A previous case reported was one of an 82-year-old man who was found to have an enhancing mass in the hypothalamic region and subsequently developed periodic hypothermia, causing periods of lethargy and confusion.⁴

Shapiro syndrome⁵ is a rare condition characterised by hypothalamic dysfunction and agenesis of the corpus callosum that causes spontaneous periodic hypothermia, as well as hyperhidrosis.

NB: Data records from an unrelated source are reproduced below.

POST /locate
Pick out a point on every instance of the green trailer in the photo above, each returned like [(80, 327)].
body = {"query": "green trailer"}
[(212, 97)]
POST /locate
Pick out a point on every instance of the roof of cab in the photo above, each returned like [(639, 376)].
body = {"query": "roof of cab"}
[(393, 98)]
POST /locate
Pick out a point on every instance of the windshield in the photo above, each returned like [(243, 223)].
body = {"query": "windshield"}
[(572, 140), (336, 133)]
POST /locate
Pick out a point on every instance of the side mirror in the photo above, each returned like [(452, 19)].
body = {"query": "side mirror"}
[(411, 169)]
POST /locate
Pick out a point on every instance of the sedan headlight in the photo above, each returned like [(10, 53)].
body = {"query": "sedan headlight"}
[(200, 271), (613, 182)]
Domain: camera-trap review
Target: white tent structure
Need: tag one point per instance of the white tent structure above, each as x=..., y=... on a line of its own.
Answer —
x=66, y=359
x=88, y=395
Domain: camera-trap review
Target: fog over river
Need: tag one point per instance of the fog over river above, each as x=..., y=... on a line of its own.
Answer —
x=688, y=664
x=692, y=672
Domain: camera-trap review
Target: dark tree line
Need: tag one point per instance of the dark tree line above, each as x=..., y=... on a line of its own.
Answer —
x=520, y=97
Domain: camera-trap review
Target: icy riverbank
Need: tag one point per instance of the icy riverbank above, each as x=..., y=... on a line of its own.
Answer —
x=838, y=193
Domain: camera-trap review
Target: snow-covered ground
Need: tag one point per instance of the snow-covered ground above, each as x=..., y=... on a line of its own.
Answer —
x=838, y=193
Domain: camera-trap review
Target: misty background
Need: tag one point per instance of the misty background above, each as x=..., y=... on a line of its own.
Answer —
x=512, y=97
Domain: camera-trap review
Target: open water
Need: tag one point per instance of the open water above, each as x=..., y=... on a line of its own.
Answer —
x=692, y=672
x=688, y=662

It is believed to be a congenital structural lesion and is a rare condition with less than 60 cases reported worldwide.³

Another case reported6 was one of a 53-year-old man who suffered a spontaneous subarachnoid haemorrhage and during rehabilitation, began to have periods of confusion and lethargy associated with a body temperature of 33 degrees. Further imaging showed ischemic changes in the corpus callosum. He was treated with 50mg oral clomipramine and had no further episodes.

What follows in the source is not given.